12

I need to get the value of the previous line in a file and compare it with the current line as I'm iterating through the file. The file is HUGE so I can't read it whole or randomly accessing a line number with linecache because the library function still reads the whole file into memory anyway.

EDIT I'm so sorry I forgot the mention that I have to read the file backwardly.

EDIT2

I have tried the following:

 f = open("filename", "r")
 for line in reversed(f.readlines()): # this doesn't work because there are too many lines to read into memory

 line = linecache.getline("filename", num_line) # this also doesn't work due to the same problem above. 
Lim H.
  • 9,870
  • 9
  • 48
  • 74
  • 1
    You mean just the immediately preceding line? You can't just save it as you go? – Fred Larson Jun 28 '13 at 20:29
  • 2
    You would be more likely to get help, if you showed us what you've written so far. – That1Guy Jun 28 '13 at 20:30
  • Could you provide what you've tried? Looping over a file line by line is possible, and assigning the line to a variable is possible, so what exactly is going wrong? By the way, how big is HUGE? – ChrisP Jun 28 '13 at 20:30
  • I can't because the file has too many lines so when I tried to put them all into a list for example, python complains that it cannot allocate the necessary memory for the list. – Lim H. Jun 28 '13 at 20:32
  • 3
    If you're accessing the lines sequentially anyway, have you tried storing two consecutive lines at a time? – Diana Jun 28 '13 at 20:33
  • @ChrisP I have no idea how big is HUGE; that's another problem.

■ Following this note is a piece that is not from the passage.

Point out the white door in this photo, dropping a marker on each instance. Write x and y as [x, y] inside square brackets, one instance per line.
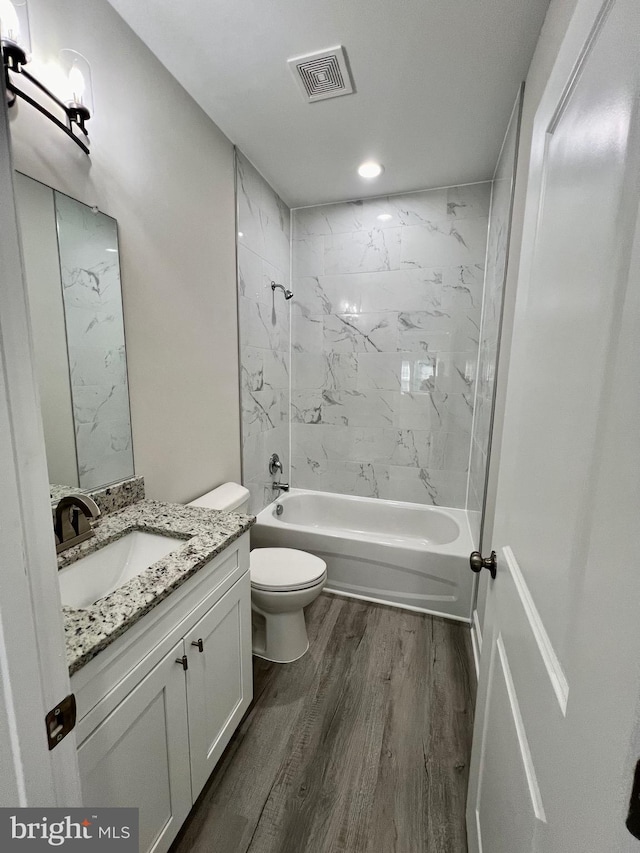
[138, 756]
[559, 690]
[219, 678]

It's an exercise for a class and I need to run my script against my teacher's data. It gets through most of the data sets until it hits this big file. I'll try to show the code. – Lim H. Jun 28 '13 at 20:34
  • @Diana I'm sorry for the dumb question but how do you read two consecutive lines to store at a time? – Lim H. Jun 28 '13 at 20:37
  • @Lim, I posted my solution as an answer. – Diana Jun 28 '13 at 20:56
  • What do you mean by "*read the file backwardly*" ? – Jon Clements Jun 28 '13 at 20:58
  • I meant to read from the last line to the beginning of the file. – Lim H. Jun 28 '13 at 21:01
  • Is it part of your assignment to iterate over the lines in reverse? There's not any really easy way to do that in Python (you can do it using low-level file operations and seeks, but it will be messy). Can you adjust your algorithm to work with a forward iteration? – Blckknght Jun 28 '13 at 21:08
  • @Blckknght Yes, I saw this question http://stackoverflow.com/questions/5896079/python-head-tail-and-backward-read-by-lines-of-a-text-file/5896210#5896210 before I came here but it's indeed messy. I'll adjust my algorithm but I'm still curious whether there are any built-in features to accomplish the same task. – Lim H. Jun 28 '13 at 21:13
  • Does "reading the file backwards" mean "read the bytes in the file in reverse order" or "read the characters in the file in reverse order" or "read the last line, then the second-last line, and so on, where 'lines' are separated by some specified line-terminator"? That's a complicated task whichever way you define it if you can't load the whole file at once, and there's a good chance that there's a better way to do what you're trying to do. Why do you think you have to read it "backwards"? – Henry Keiter Jun 28 '13 at 21:32
  • @HenryKeiter I meant "read the last line, then the second-last line". Please excuse my explanation (it's 5 am at my place); I assumed given the context that I'm trying to read lines, the phrase would be self explanatory. There are many good ways to accomplish my bigger task as a whole, but as my code is working in 90% cases, I was hoping I can tweak it a little bit to get it work on this one as well. – Lim H. Jun 28 '13 at 21:44

3 Answers3

23

Just save the previous when you iterate to the next

prevLine = ""
for line in file:
    # do some work here
    prevLine = line

This will store the previous line in prevLine while you are looping

edit apparently OP needs to read this file backwards:

aaand after like an hour of research I failed multiple times to do it within memory constraints

Here you go Lim, that guy knows what he's doing, here is his best Idea:

General approach #2: Read the entire file, store position of lines

With this approach, you also read through the entire file once, but instead of storing the entire file (all the text) in memory, you only store the binary positions inside the file where each line started. You can store these positions in a similar data structure as the one storing the lines in the first approach.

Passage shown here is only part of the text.